Foto: Antara/Zabur Karuru
Tim SAR gabungan melakukan pencarian korban yang tertimbun longsor di Desa Banaran, Kecamatan Pulung, Ponorogo, Jawa Timur, Ahad (2/4).

REPUBLIKA.CO.ID,PONOROGO -- Bencana tanah longsor melanda Desa Banaran Kecamatan Pulung, Kabupaten Ponorogo, Sabtu (1/4). Tanah longsor tersebut ternyata sudah dideteksi warga sejak pertengahan Maret 2017.

Pertengahan bulan lalu, warga dusun Tangkil sudah melihat tanda-tanda akan terjadi longsor. Warga melihat tanah di Bukit Gede, yang berada di kawasan itu sedikit demi sedikit mulai retak. Kondisi itu pun langsung dilaporkan warga dusun Tangkil kepada Kepala Desa Banaran, Kecamatan Pulung, Kabupaten Ponorogo.

"Warga itu melapor katanya ada retak-retak di atas bukit, tanahnya turun sedikit-sedikit. Saya dan perangkat desa langsung naik, cek ke lokasi," ungkap Kepala Desa Banaran, Sarnu kepada Republika.co.id pada Ahad (2/4) siang.

Setiap hari tanah di bukit Gede terus mengalami pergerakan. Sarnu menuturkan, pada mulanya terlihat retakan tanah di Bukit Gede sepanjang 60 sentimeter. Setiap hari bertambah sekitar delapan hingga 10 cm. Sejak saat itu, warga pun diminta untuk waspada. Sarnu mengingatkan warga akan potensi longsor Bukit Gede yang dapat terjadi kapanpun.

Dengan kondisi itu, dia pun mengintruksikan Jogoboyo (sebutan bagi keamanan kampung) untuk memantau retakan tanah di Bukit Gede setiap harinya. Selain itu, warga pun telah diimbau untuk mengungsi ke pemukiman warga lainnya yang lebih tinggi dan jauh dari jarak bukit Gede. Imbauan untuk mengungsi pun didengar warga. Hanya saja warga Tangkil hanya akan mengungsi pada malam hari, sementara pada pagi hingga siang warga kembali ke pemukimannya di bawah Bukit Gede.
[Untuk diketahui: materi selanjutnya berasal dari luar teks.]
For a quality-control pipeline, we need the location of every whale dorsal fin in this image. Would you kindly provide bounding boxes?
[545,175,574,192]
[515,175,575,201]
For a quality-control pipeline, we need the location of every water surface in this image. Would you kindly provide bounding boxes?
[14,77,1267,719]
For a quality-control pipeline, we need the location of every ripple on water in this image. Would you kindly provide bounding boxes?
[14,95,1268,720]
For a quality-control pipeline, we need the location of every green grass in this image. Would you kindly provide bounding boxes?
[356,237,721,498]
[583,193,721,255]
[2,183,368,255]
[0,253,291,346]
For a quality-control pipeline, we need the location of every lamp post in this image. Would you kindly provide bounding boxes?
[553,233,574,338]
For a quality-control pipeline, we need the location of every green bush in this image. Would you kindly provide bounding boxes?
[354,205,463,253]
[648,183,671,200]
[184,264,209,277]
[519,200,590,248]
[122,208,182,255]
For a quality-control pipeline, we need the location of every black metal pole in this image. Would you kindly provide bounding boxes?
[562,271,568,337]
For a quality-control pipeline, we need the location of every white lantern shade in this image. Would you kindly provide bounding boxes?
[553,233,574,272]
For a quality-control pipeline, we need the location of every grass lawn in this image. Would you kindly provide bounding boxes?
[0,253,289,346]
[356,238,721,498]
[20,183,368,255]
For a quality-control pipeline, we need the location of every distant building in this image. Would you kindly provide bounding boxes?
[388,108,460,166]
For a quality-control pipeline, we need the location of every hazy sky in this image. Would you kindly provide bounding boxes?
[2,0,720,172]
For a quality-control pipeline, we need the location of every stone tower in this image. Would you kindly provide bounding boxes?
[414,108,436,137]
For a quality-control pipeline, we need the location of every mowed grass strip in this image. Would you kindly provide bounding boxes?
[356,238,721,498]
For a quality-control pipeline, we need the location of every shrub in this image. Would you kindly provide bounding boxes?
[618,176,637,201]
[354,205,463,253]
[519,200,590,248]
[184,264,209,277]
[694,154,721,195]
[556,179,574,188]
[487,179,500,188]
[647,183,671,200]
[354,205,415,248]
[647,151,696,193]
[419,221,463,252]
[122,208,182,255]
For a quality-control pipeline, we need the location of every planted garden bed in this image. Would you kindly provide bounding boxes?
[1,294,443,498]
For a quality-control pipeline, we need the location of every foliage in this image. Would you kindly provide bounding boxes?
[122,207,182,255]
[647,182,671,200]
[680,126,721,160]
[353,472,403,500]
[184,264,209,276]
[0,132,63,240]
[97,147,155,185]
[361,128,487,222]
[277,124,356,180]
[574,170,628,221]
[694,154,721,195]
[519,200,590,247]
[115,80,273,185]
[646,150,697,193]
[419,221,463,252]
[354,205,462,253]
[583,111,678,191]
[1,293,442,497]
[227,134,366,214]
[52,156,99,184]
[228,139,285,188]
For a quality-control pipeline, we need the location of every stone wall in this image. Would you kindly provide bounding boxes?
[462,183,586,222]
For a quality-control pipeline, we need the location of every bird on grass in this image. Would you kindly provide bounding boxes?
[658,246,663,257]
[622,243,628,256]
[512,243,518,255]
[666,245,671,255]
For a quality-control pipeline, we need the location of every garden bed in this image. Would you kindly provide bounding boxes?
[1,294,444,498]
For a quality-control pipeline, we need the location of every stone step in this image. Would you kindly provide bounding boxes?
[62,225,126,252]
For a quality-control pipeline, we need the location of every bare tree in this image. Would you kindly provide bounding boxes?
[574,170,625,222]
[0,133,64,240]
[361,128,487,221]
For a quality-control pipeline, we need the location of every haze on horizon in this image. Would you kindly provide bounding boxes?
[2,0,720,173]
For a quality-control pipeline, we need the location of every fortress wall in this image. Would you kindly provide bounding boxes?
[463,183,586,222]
Ada alasan mengapa warga tak ingin meninggalkan pemukiman itu. Menurut Sarnu, warga sudah menanti-nanti panen Jahe di kebunnya masing-masing yang berada tak jauh dari pemukiman mereka.

(Baca juga: Cerita Kepala Dusun Soal Prediksi Tanah Longsor Ponorogo Meleset)

Sabtu (1/4) pagi, sekitar pukul delapan, bencana longsor itu datang. Bergemuruh, Tanah bukit Gede runtuh, menimbun warga yang tengah beraktifitas di perkebunan, menghancurkan semua pemukiman di Dusun Tangkil. Sarnu yang menyaksikan kejadian itu melihat debu tebal menggumpal berterbangan berbarengan dengan runtuhnya tanah Bukit Gede, sementara warga di sekitar pemukimannya pun berteriak ketakutan. Material bukit Gede tak hanya melumat pemukiman warga dDsun Tangkil. Hanya sekejap, material juga melumat dusun Krajan yang berada di bawah Dusun Tangkil.

"Bukan longsor biasa, suara bergemuruh tiga kali saya dengar jatuhnya, seperti suara helikopter, blug, bleg, bleg, begitu. Tidak bisa dipikir dengan logika, kalau dilihat tanahnya itu, material yang turun seakan-akan tak imbang, tidak ada curah hujan mungkin dari situ warga juga lengah, hanya tiga detik satu setengah kilo rata semua oleh tanah," tutur Sarnu mengisahkan.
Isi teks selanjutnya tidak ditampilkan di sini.